Archive: Harlem's Finishing School for Young Ladies, 2004
Posting this gallery on September 11, a national day of mourning and reflection, felt wrong. September 12, though, feels appropriate. These images, to me, are playful yet serious, hopeful and earnest.
Teaching comportment and fork-handling skills to young women of color may seem retrograde and bourgeois. But these Saturday-morning activities were simply vehicles for a larger project: giving these girls one more set of tools (or sharpening those they already possessed) to move and succeed in the parallel American culture where the greatest economic opportunity exists.
Yes, the girls were blasé some days, the teens more so than the little ones. But most focused their attention and energy when enveloped in the environment created by the instructors — school director Rose, volunteers like Mrs. Block, and Denise, a tremendously effective and sensitive thirtyish African American woman.
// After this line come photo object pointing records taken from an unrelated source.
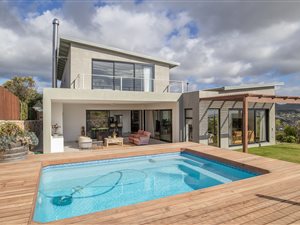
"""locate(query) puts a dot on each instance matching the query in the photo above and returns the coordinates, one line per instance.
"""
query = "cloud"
(217, 43)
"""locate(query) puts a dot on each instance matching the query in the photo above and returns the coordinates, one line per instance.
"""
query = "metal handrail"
(171, 83)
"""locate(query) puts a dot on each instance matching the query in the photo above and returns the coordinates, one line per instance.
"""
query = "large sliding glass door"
(213, 127)
(188, 131)
(257, 126)
(162, 123)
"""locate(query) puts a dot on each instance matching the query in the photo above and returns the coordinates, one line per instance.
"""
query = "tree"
(25, 89)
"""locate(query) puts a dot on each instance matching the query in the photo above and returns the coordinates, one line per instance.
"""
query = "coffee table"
(117, 140)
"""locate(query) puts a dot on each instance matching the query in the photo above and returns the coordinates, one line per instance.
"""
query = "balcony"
(123, 83)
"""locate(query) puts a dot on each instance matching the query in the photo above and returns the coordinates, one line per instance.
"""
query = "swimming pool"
(75, 189)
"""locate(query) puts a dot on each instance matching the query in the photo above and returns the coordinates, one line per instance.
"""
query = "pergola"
(246, 98)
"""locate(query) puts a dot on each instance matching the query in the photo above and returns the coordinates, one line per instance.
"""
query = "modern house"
(104, 89)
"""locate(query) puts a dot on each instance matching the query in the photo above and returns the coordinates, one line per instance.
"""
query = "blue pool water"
(81, 188)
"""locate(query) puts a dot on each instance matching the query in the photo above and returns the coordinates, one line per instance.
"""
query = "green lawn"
(287, 152)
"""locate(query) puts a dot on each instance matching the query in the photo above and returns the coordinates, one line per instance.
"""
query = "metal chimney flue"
(54, 52)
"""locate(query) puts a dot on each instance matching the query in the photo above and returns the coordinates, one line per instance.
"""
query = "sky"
(217, 43)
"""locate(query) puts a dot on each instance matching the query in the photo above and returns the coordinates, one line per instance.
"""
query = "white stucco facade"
(67, 106)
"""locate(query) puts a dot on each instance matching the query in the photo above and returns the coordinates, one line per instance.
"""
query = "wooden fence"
(9, 105)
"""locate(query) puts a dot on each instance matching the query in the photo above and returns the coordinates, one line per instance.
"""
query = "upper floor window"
(122, 76)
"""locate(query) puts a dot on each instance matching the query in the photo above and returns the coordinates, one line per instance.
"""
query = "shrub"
(11, 133)
(10, 129)
(290, 139)
(290, 131)
(280, 137)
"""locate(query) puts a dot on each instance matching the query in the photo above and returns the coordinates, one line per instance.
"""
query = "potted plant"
(15, 142)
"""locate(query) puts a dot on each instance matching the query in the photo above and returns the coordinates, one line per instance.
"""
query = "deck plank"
(273, 198)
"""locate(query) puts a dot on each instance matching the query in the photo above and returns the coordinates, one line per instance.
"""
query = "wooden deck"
(272, 198)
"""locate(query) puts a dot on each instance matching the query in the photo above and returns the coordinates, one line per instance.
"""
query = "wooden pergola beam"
(245, 125)
(274, 99)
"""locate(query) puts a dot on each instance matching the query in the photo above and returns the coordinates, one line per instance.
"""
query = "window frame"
(219, 126)
(114, 72)
(267, 111)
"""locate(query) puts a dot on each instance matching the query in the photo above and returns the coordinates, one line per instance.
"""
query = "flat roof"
(242, 87)
(65, 43)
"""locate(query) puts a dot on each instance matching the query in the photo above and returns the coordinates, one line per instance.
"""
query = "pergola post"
(245, 124)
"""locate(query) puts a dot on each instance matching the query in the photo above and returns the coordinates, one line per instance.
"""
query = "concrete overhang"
(108, 97)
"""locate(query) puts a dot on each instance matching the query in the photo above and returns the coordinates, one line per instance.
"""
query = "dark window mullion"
(114, 88)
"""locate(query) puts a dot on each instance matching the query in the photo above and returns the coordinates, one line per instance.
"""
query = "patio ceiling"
(246, 98)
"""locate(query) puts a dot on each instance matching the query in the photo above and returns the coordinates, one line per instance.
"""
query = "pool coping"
(225, 161)
(19, 183)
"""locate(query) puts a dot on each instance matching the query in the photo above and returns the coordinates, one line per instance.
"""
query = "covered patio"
(253, 98)
(89, 113)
Denise held sway on Saturday mornings with intensity and sincerity. She used examples the girls related to: What would you say to a person, say, an older white man who stepped on your foot unintentionally — and who said "excuse me" — as he walked past you on the subway? One of the teens, a statuesque girl who the others looked up to, uncorked a righteous sistah-girl, oh no you di'nt rap, cutting her eyes and cocking her head like she'd been wronged to the soul by the Man himself. She was performing for the younger girls, that was clear.
With a bemused smile, Denise gave her that — for about 30 seconds. Then she reeled the girls in to the task at hand. That's precisely what some people will expect from you, Denise told them; that's precisely what some people will use against you and the other black girls and Latinas they encounter, avoid, dismiss, quietly denigrate. Denise told the girls they had flexibility, choices, in that moment to react in ways that didn't make them stoop, ways that allowed them to express their dignity, and to exercise a kind of power over themselves and a potentially volatile, yet inconsequential situation. A polite "that's OK" or a nod of forgiveness would do.
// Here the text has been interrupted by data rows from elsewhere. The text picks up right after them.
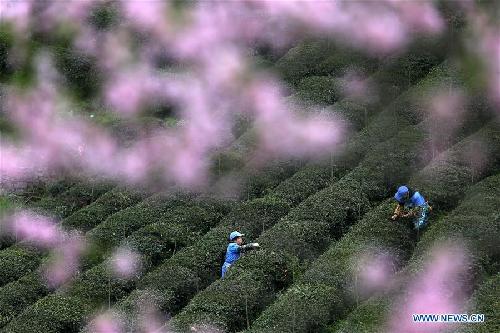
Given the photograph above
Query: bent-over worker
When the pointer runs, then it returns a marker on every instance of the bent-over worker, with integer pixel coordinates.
(415, 203)
(234, 250)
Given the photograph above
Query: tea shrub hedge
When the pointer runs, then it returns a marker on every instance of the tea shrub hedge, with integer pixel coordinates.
(478, 209)
(334, 269)
(106, 205)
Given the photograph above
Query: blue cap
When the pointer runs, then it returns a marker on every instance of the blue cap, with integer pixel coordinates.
(402, 190)
(234, 235)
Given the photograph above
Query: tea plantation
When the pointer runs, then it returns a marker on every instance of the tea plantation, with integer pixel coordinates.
(313, 220)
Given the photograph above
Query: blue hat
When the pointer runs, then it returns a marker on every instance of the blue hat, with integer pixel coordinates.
(234, 235)
(400, 194)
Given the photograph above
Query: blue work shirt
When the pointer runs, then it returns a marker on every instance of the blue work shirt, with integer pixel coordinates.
(416, 200)
(233, 253)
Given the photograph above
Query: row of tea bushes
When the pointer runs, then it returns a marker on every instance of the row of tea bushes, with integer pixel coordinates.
(301, 236)
(20, 259)
(71, 200)
(334, 270)
(178, 293)
(158, 227)
(98, 284)
(391, 80)
(474, 224)
(109, 203)
(486, 300)
(308, 227)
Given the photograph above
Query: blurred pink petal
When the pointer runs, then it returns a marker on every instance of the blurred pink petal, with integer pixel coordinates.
(17, 12)
(436, 290)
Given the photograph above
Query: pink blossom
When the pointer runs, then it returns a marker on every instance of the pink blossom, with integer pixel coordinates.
(17, 12)
(435, 290)
(65, 262)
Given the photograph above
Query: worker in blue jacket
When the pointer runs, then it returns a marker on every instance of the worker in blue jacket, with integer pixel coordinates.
(235, 249)
(414, 204)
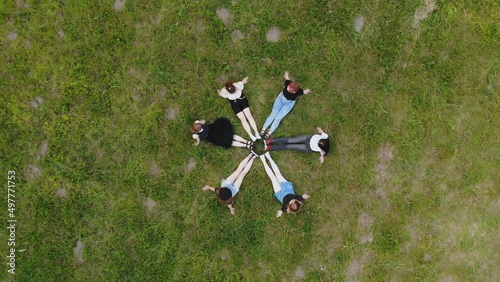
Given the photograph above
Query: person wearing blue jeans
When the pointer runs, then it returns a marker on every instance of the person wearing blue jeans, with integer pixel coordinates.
(304, 143)
(230, 186)
(282, 105)
(283, 189)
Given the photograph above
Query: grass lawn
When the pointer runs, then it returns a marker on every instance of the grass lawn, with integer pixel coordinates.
(97, 99)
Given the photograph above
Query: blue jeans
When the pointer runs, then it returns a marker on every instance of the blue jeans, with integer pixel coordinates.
(300, 143)
(282, 106)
Parents, mostly moms, were serious about DFI. Those who appeared to have more, financially speaking, as well as those who I believed to have less were committed to a clear set of goals that may have been fuzzier to their children: access, confidence, and yes, polish.
Iraq pulled me away from the DFI story. I contacted Rose, the director, now and again, but the school closed and she moved on to other projects. I'm pleased and proud to have witnessed this effort, this experiment. I can't say whether DFI profoundly shaped the lives of the girls I met, but on those Saturdays I saw joy, fun — plus some silliness and overimportance — honesty, commitment, optimism, and strength. All of this lodged somewhere deep in me. I know it helped me through the worst of my Iraq war experience. And it's still there.